The proceedings against this famous Ivy League institution first began four years ago but have finally reached a US District Judge in Boston, from where many legal observers predict it’ll ultimately reach the Supreme Court. The basis for this lawsuit is that the college supposedly scores Asian applicants lower on so-called “personal ratings” that in turn diminish their prospects for admission and have subsequently led to them being unfairly denied the opportunity to enter the school despite having met the merit-based academic criteria for doing so. The core of this case comes down to the concept of “affirmative action”, also known as “positive discrimination”, which was supposed to balance out most of America’s public institutions through race-based admissions standards that were theoretically intended to counteract decades of racist discriminatory practices.
Unfortunately, “affirmative action” has since become one of the most controversial policies in modern times because of the claims that it negatively discriminates against people who would otherwise deserve whatever their desired position may be by virtue of their more competitive credentials in favor of handing this role to someone else solely because of their race even if they’re not suitable for it. The identity politics and so-called “political correctness” that took over the US after the end of the Old Cold War led to the full-on application of this policy in almost every sphere legally imaginable, though up until recently people were pressured to “self-censor” their criticism of it or risk being tarred and feathered as a “racist, “fascist”, and/or “white supremacist” if they dared to even hint that “affirmative action” was giving the country’s Caucasian majority the proverbial short end of the stick when compared to African-Americans.
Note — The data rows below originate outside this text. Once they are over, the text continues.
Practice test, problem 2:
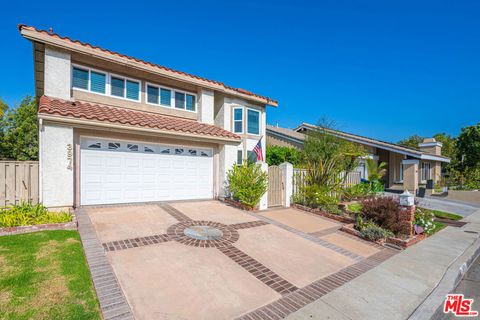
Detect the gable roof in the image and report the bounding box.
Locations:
[267,123,450,163]
[18,24,278,107]
[38,96,240,142]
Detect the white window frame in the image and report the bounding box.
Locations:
[145,82,198,113]
[70,63,142,102]
[245,108,262,136]
[70,63,106,96]
[80,135,215,158]
[232,106,245,134]
[236,149,243,165]
[109,73,142,102]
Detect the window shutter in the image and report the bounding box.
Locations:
[90,71,106,93]
[127,80,140,100]
[233,108,243,121]
[186,94,195,111]
[175,92,185,109]
[160,89,172,106]
[110,77,125,98]
[72,68,88,90]
[147,86,158,104]
[247,110,260,134]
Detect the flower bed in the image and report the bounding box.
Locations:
[292,203,355,223]
[340,223,426,249]
[0,212,77,236]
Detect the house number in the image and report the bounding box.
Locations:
[67,143,73,170]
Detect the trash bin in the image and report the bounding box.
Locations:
[417,187,426,198]
[427,179,433,189]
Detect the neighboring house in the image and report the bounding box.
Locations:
[267,123,450,192]
[19,25,277,207]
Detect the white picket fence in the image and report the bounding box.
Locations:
[0,161,38,207]
[293,169,361,196]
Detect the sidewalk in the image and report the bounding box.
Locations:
[384,192,480,217]
[287,210,480,320]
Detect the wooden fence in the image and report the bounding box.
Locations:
[0,161,39,207]
[293,169,360,196]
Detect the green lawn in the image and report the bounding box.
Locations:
[0,230,101,319]
[431,221,446,234]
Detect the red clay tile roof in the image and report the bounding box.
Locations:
[18,24,278,105]
[38,96,240,139]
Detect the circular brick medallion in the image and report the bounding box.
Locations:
[183,226,223,240]
[167,220,239,248]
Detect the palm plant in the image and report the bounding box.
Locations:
[367,159,387,181]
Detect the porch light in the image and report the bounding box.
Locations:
[399,190,415,207]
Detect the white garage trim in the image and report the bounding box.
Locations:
[80,136,214,205]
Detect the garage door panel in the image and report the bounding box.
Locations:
[80,138,213,205]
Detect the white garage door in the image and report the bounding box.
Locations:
[80,138,213,205]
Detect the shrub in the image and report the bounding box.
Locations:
[266,146,300,166]
[227,161,268,209]
[415,207,436,235]
[294,185,342,214]
[370,180,385,194]
[342,182,373,201]
[360,221,393,241]
[0,202,72,228]
[361,197,408,234]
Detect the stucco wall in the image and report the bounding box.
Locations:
[39,123,74,207]
[44,47,71,100]
[218,145,238,198]
[214,95,267,159]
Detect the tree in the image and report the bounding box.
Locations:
[455,122,480,171]
[266,146,300,166]
[302,125,365,192]
[367,159,387,181]
[0,96,38,161]
[398,134,423,149]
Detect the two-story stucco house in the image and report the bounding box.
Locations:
[19,25,277,207]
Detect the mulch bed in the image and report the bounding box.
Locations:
[292,203,355,223]
[223,198,257,211]
[340,223,426,249]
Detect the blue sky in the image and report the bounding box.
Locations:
[0,0,480,142]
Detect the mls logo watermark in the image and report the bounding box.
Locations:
[443,294,478,317]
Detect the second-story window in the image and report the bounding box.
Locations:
[233,108,243,133]
[160,88,172,107]
[147,86,159,104]
[72,68,89,90]
[90,71,107,94]
[72,65,140,101]
[110,76,140,101]
[110,77,125,98]
[175,91,195,111]
[247,109,260,135]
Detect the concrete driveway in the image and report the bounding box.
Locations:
[83,201,391,319]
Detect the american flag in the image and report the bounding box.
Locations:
[253,138,263,161]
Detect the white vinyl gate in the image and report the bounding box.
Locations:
[80,138,213,205]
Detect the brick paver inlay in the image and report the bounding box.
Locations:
[218,246,298,295]
[91,203,397,320]
[167,220,240,248]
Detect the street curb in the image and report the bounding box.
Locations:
[408,233,480,320]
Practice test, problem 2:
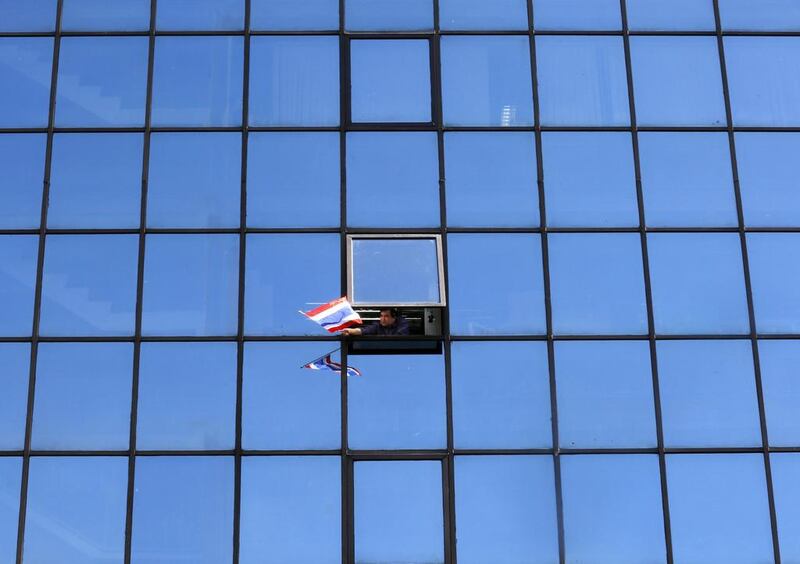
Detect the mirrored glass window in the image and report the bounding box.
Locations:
[47,133,143,229]
[152,37,243,126]
[142,235,239,335]
[441,36,533,127]
[647,233,750,334]
[56,37,148,127]
[136,343,236,450]
[452,341,553,449]
[248,37,339,126]
[147,133,242,228]
[444,131,539,227]
[536,36,630,126]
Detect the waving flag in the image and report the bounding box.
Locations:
[300,298,361,333]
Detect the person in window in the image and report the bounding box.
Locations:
[342,307,408,335]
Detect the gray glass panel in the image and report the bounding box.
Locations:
[354,460,444,564]
[136,343,236,450]
[452,342,553,449]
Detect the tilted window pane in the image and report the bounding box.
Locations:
[56,37,148,127]
[249,37,339,126]
[658,341,761,447]
[561,454,667,564]
[0,38,53,127]
[353,460,444,564]
[47,133,144,229]
[131,456,233,564]
[247,132,341,227]
[347,355,447,450]
[147,133,242,228]
[242,341,342,450]
[31,343,133,450]
[647,233,750,334]
[444,131,539,227]
[631,37,727,125]
[544,132,639,227]
[153,37,243,126]
[347,132,440,227]
[452,342,553,449]
[667,454,773,564]
[24,456,128,564]
[136,343,236,450]
[142,235,239,335]
[536,36,630,126]
[455,456,558,564]
[239,456,342,564]
[442,36,533,127]
[555,341,656,448]
[447,234,545,335]
[549,233,647,335]
[639,132,738,227]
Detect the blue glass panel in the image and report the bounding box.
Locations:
[249,37,339,126]
[153,37,243,126]
[47,133,143,229]
[131,456,233,564]
[442,36,533,127]
[736,133,800,227]
[354,460,444,564]
[242,342,341,450]
[350,39,431,122]
[244,234,343,334]
[147,133,242,227]
[345,0,433,31]
[136,343,236,450]
[452,342,553,449]
[658,341,761,447]
[561,455,667,564]
[455,456,558,564]
[0,343,31,450]
[747,233,800,333]
[0,235,39,337]
[156,0,244,31]
[142,235,239,335]
[0,133,47,229]
[627,0,716,31]
[239,456,342,564]
[56,37,148,127]
[40,235,139,336]
[544,132,639,227]
[725,38,800,126]
[348,355,447,449]
[31,343,133,450]
[667,454,773,564]
[536,37,630,125]
[247,133,341,227]
[61,0,150,31]
[549,233,647,335]
[631,37,727,125]
[555,341,656,448]
[639,133,738,227]
[250,0,339,31]
[439,0,528,30]
[0,38,53,127]
[647,233,750,334]
[24,456,128,564]
[447,234,545,335]
[444,131,539,227]
[348,132,440,227]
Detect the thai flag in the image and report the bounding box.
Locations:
[300,298,361,333]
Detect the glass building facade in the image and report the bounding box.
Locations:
[0,0,800,564]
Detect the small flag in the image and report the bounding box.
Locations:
[300,298,361,333]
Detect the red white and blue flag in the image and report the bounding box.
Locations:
[300,298,361,333]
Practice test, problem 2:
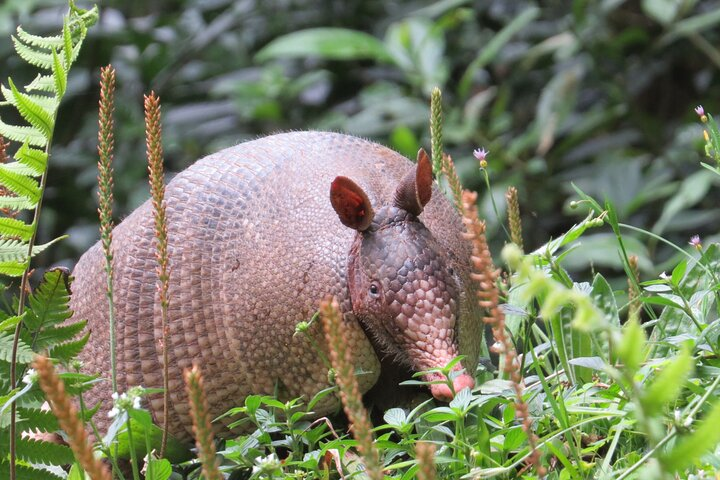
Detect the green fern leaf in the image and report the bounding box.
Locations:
[3,162,43,177]
[53,49,67,98]
[48,332,90,364]
[63,22,72,70]
[8,78,55,139]
[25,73,55,93]
[0,217,35,242]
[0,312,27,332]
[0,85,58,114]
[0,262,28,277]
[0,460,63,480]
[12,36,52,70]
[33,320,87,352]
[0,165,41,203]
[17,408,60,432]
[15,143,47,175]
[16,27,63,49]
[0,116,47,147]
[0,435,75,465]
[25,269,75,332]
[0,196,36,210]
[0,239,28,262]
[0,333,35,363]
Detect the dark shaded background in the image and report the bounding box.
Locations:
[0,0,720,280]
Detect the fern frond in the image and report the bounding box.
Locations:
[0,460,63,480]
[0,217,35,242]
[53,49,67,98]
[0,165,41,203]
[17,408,60,432]
[8,78,55,139]
[0,85,58,115]
[0,435,75,465]
[12,36,52,70]
[15,143,47,176]
[0,314,25,332]
[48,332,90,365]
[33,320,87,352]
[0,333,35,363]
[0,262,28,277]
[25,73,55,93]
[16,26,63,50]
[0,196,36,210]
[0,237,65,268]
[25,269,74,332]
[0,120,47,147]
[3,162,44,177]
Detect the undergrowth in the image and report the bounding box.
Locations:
[0,3,720,480]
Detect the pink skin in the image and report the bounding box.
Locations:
[424,373,475,402]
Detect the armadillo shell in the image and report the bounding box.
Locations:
[71,132,482,441]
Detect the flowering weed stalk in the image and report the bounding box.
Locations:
[98,65,117,392]
[33,356,111,480]
[462,191,545,476]
[183,365,223,480]
[145,92,170,457]
[320,298,384,480]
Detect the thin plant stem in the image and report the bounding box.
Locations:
[145,92,170,457]
[98,65,118,392]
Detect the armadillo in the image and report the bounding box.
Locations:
[71,132,482,441]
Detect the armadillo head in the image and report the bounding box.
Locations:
[330,150,475,401]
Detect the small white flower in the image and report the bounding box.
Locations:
[23,368,38,385]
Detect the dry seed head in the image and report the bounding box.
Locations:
[320,297,384,480]
[33,356,111,480]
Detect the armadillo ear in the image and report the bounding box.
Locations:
[330,177,375,232]
[394,148,432,216]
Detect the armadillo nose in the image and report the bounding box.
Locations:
[430,373,475,402]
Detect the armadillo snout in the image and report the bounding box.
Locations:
[425,373,475,402]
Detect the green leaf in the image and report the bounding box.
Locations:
[0,196,36,210]
[25,269,74,332]
[25,74,55,93]
[0,435,75,465]
[617,318,647,374]
[33,318,87,351]
[255,27,391,62]
[0,120,47,147]
[63,22,73,70]
[0,262,28,277]
[0,217,35,242]
[0,459,64,480]
[145,458,172,480]
[16,27,63,49]
[660,401,720,471]
[0,164,42,203]
[8,78,55,140]
[53,49,67,97]
[15,143,47,175]
[0,332,35,363]
[17,407,60,432]
[642,348,695,415]
[12,36,52,70]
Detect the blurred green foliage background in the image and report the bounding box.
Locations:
[0,0,720,273]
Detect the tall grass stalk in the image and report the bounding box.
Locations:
[145,92,170,457]
[33,356,112,480]
[98,65,117,392]
[320,298,385,480]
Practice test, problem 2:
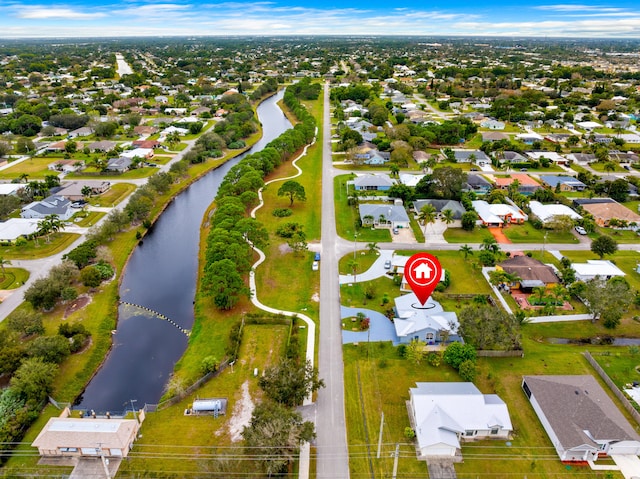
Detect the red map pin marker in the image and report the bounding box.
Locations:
[404,253,442,306]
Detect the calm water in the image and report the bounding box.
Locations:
[78,93,291,412]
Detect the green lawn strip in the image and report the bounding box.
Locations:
[333,175,391,243]
[73,211,106,228]
[65,166,158,180]
[591,346,640,396]
[120,325,288,477]
[502,222,579,244]
[88,183,136,207]
[0,156,63,181]
[0,266,29,289]
[444,227,493,244]
[0,233,80,260]
[338,250,380,274]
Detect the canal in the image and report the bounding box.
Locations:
[76,92,291,412]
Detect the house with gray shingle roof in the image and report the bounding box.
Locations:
[20,195,75,221]
[359,203,409,228]
[522,375,640,462]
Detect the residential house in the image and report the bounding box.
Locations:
[496,151,529,163]
[471,200,528,228]
[47,160,84,174]
[522,375,640,463]
[463,175,491,195]
[413,199,465,220]
[482,131,509,142]
[529,201,582,224]
[494,173,541,195]
[393,293,462,344]
[133,125,158,136]
[358,203,409,228]
[120,148,153,160]
[89,140,117,153]
[442,149,491,164]
[571,259,625,281]
[540,175,587,191]
[573,198,640,226]
[69,126,93,138]
[480,118,505,130]
[526,151,569,165]
[496,255,560,291]
[567,153,598,163]
[399,173,425,188]
[56,180,111,201]
[348,173,395,191]
[106,156,133,173]
[0,218,39,243]
[407,382,513,458]
[20,195,75,221]
[31,408,144,458]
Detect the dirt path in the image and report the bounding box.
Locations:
[489,228,511,244]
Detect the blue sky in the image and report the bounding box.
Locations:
[0,0,640,38]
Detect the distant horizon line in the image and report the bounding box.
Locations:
[0,33,640,42]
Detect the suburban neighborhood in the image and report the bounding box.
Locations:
[0,37,640,479]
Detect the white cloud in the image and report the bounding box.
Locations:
[17,6,105,20]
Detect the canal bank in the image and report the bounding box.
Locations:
[77,93,291,411]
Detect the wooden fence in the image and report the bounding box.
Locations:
[584,351,640,424]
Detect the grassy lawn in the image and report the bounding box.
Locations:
[89,183,136,207]
[73,211,106,228]
[112,325,288,477]
[0,157,60,181]
[503,222,579,244]
[343,334,632,478]
[338,250,379,274]
[333,175,391,243]
[0,267,29,289]
[444,227,493,244]
[0,233,80,260]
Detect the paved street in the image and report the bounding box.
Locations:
[316,80,349,479]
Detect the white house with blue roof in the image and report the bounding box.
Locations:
[407,382,513,457]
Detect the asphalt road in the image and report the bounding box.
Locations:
[316,84,349,479]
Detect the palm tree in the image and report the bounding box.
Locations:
[0,256,11,279]
[458,244,473,260]
[367,243,380,254]
[441,208,455,225]
[480,238,500,253]
[418,203,436,234]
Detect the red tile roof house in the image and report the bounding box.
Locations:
[494,173,542,195]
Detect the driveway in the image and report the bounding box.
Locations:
[340,303,398,346]
[611,454,640,479]
[340,250,394,284]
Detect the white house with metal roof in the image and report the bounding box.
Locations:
[407,382,513,457]
[571,259,625,281]
[529,201,582,223]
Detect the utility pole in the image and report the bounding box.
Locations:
[376,411,384,459]
[391,443,400,479]
[97,442,111,479]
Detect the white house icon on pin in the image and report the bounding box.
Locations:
[413,263,432,279]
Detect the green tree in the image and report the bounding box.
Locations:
[442,342,477,370]
[258,358,324,407]
[278,180,307,206]
[591,235,618,259]
[418,203,436,234]
[10,358,58,405]
[242,401,315,476]
[458,244,473,260]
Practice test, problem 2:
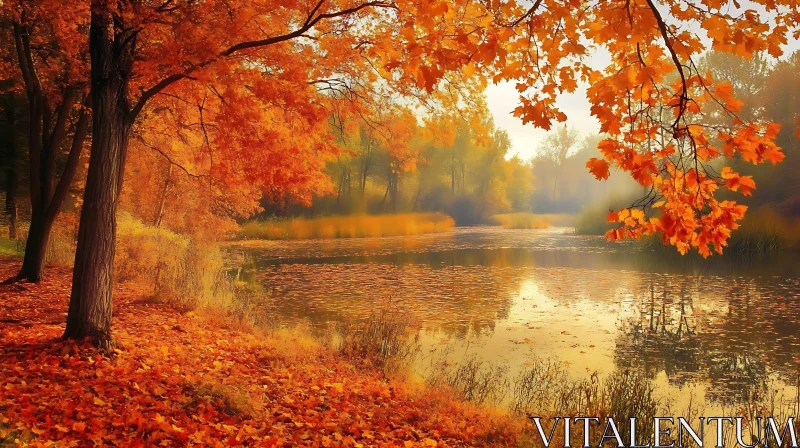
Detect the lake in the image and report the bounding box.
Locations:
[223,227,800,415]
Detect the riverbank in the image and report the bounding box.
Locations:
[0,258,516,446]
[238,213,455,240]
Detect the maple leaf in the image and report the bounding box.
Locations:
[586,157,609,180]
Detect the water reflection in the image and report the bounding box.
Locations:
[231,229,800,405]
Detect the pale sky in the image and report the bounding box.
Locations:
[486,82,600,160]
[486,10,800,160]
[486,49,611,160]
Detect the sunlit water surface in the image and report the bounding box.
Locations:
[222,227,800,410]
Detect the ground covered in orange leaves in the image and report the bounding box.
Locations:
[0,259,514,446]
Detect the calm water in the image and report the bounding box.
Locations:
[223,227,800,409]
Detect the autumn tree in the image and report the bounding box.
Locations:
[539,126,580,202]
[0,6,90,282]
[3,0,798,347]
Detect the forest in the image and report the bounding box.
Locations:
[0,0,800,447]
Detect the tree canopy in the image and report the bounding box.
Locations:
[0,0,798,346]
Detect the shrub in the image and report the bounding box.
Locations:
[425,355,509,406]
[331,300,420,374]
[115,213,260,326]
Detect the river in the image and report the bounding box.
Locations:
[223,227,800,409]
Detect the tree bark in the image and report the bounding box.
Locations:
[5,91,19,241]
[11,21,89,282]
[64,6,136,350]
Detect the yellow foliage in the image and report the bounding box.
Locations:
[492,213,556,229]
[240,213,455,240]
[114,213,254,327]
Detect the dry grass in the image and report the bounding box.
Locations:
[240,213,455,240]
[114,213,262,329]
[425,355,510,407]
[0,213,78,267]
[328,301,420,375]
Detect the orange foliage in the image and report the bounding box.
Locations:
[0,0,800,254]
[0,260,515,447]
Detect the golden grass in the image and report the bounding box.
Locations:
[240,213,455,240]
[492,213,574,229]
[114,212,258,329]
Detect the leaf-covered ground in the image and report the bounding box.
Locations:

That’s partly why the Harvard case is so intriguing because the claims being made against the university are that it was discriminating against one minority in order to benefit another, in this case systematically working against Asians to the advantage of African-Americans. It remains to be seen whether this was truly the case or not, but it wouldn’t be unimaginable if the liberals in charge of that college subjectively made the determination that what they believed were possibly underprivileged and low-performing African-Americans deserved seats at Harvard more than well-off and excellent-performing Asian students, so they discriminated against the latter category by ranking them lower on so-called “personal ratings” in order to tip the former’s prospects to their favor despite possibly not having met the competitive merit-based academic criteria for admission.
This trial is also extra significant because it could lead to the reform of “affirmative action” should the now-conservative-majority on the Supreme Court rule against Harvard if this case reaches their level.